Segundo a mitologia Grega, Caronte era o barqueiro responsável pela travessia das almas que deixavam este mundo e faziam a passagem ao além, pagando uma moeda (óbolo ou danake) pela travessia. Aqueles que não tinham condições de pagar a quantia vagavam pelo hades por cerca de cem anos. Ainda segundo a lenda, somente os heróis: Héracles, Orfeu, Psiquê dentre outros, conseguiram viajar até o mundo interior e retornar ao mundo dos vivos, trazidos pela barca de Caronte.

Aqui no mundo dos vivos, terra “Brasilis” estamos tentando fazer uma travessia do mundo real para o mundo ideal. Em artigo anterior , mencionei as obras de ampliação do canal do Panamá, prevista para termino em 2015, abrindo novas perspectivas e oportunidades para transito de navios de grande porte para cruzar este canal que liga o oceano atlântico ao pacífico.

O porto de Miami, antecipando os prognósticos, já começou a se preparar, viabilizando recursos para realização de obras de infraestrutura, construindo um túnel para o trafego de carretas ligando diretamente ao porto sem interrupção ou paradas, alem de projetos para construção de pontes e viadutos. Somado a isto, há também recursos para interligação de uma linha férrea entre o porto, costa leste e oeste e demais estados  através da ferrovia Florida East Cost Railway(FEC).

Agora temos que atravessar outro canal e este está sendo construído no Brasil, trata-se da escolha de novo governante (a) que vai conduzir o país para mundo de prosperidade e equilíbrio entre os principais atores globais. Dentre os heróis ou presidenciáveis  mais destacados nas pesquisas estão duas Senhoras e um Senhor que se dizem prontos a descer ao mundo interior – pois o próximo ciclo governamental não será fácil para qualquer um(a) que vença as eleições -  E voltar triunfante ao mundo dos vivos.

No mundo interior, não encontrarão vida fácil, seres estranhos permeiam o caminho  daqueles que ousam penetrar àquele lugar insólito. Inflação alta, baixo crescimento do PIB, desindustrialização, classe empresária desconfiada, déficits comerciais na balança, custo de produção elevado e mão de obra desqualificada, ajustes fiscais e por vai o séquito a ser derrotado  pelas mãos do vencedor do sufrágio.

A moeda, os milhões de votos depositados nas urnas os quais habilitará o herói ou heroína a este périplo pelo mundo subterrâneo, e que mundo hostil! Não obstante,  não garante o sucesso, pois é o preço a ser pago somente para fazer a passagem. Lembrando que o barqueiro de posse do valor, apenas realiza a travessia, não se envolve na luta a ser travada. Haverá momentos em que o viajante se sentirá só e terá que fazer alianças com seres estranhos, com interesses difusos, outras vezes terá que tomar decisões difíceis e eliminar oponentes sem piedade. Toda esta jornada será o batismo de nosso herói/heroína a retornar ao mundo dos vivos, isto é o mundo real triunfante e ser aclamado pelo público ou viver para sempre no limbo.

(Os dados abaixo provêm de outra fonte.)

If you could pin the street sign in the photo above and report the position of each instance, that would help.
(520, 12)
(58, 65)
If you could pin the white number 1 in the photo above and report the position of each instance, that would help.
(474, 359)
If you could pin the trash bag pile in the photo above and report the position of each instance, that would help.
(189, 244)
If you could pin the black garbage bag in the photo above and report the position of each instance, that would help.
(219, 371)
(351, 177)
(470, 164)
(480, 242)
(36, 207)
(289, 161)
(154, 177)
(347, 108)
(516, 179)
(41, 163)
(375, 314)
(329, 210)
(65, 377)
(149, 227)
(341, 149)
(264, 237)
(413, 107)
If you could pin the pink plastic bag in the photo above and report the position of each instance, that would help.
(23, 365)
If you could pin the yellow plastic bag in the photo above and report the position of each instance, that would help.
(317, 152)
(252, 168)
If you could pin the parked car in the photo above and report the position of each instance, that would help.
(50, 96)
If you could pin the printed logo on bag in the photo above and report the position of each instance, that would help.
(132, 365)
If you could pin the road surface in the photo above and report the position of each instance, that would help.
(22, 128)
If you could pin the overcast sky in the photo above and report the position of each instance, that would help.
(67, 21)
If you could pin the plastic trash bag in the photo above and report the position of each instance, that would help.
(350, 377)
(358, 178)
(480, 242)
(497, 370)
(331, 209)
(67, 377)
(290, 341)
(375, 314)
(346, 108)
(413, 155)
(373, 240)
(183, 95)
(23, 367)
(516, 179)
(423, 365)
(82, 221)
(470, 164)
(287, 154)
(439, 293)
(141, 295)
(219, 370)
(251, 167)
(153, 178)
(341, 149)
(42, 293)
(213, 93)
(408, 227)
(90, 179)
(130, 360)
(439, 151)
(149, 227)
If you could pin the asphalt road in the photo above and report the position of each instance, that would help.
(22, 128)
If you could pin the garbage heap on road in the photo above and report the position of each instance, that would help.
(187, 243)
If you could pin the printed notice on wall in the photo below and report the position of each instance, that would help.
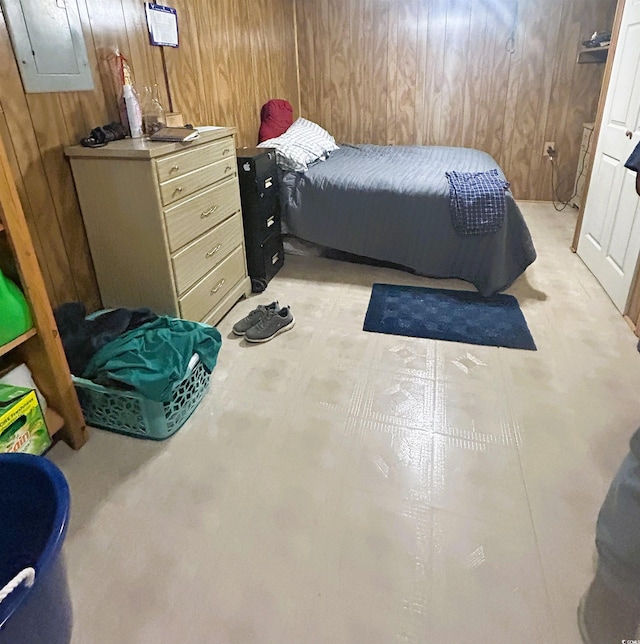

A sociedade e as instituições, tal qual Penélope, esposa de Ulisses no poema Grego de Homero “Odisseia” terá que resistir firmemente aos apelos de políticos interesseiros e pretendentes aos mais diversos cargos, se auto proclamando salvadores da pátria(Mnesteres??) tentado assumir o controle, enquanto nosso herói/heroína está lutando no mundo invisível para transformar o mundo ideal em real.

 Por sorte, temos uma sólida democracia e instituições bem arraigadas, uma classe empresarial aguerrida e  disposta a trabalhar e investir, precisamos assegurar todas as condições, segurança jurídica, reformas fiscais e outros mecanismos para atrair mais investimentos estrangeiros e criar uma sinergia entre Governo, empresários e trabalhadores de forma que as transformações ocorram melhorando a distribuição de riquezas e facilitando esta passagem para o mundo ideal . O mundo real, nós já conhecemos e sabemos que necessita de transformação.

Agora é a hora de transformação e mudanças, com planejamentos e metas bem definidas. Não podemos perder a barca para um mundo novo de prosperidade e eficiência. Caso contrário, estaremos vagando e teremos que esperar pelos heróis mitológicos nos ajudarem. O perigo é que; até eles podem entrar em “default” ou ter interesses próprios mais urgentes.


Dados sobre o autor:
Paulo S.Silvano Oliveira
Advogado
Extensão em Direito marítimo
“Expertise” em portos – tendo atuado por 10 anos em portos da VALE.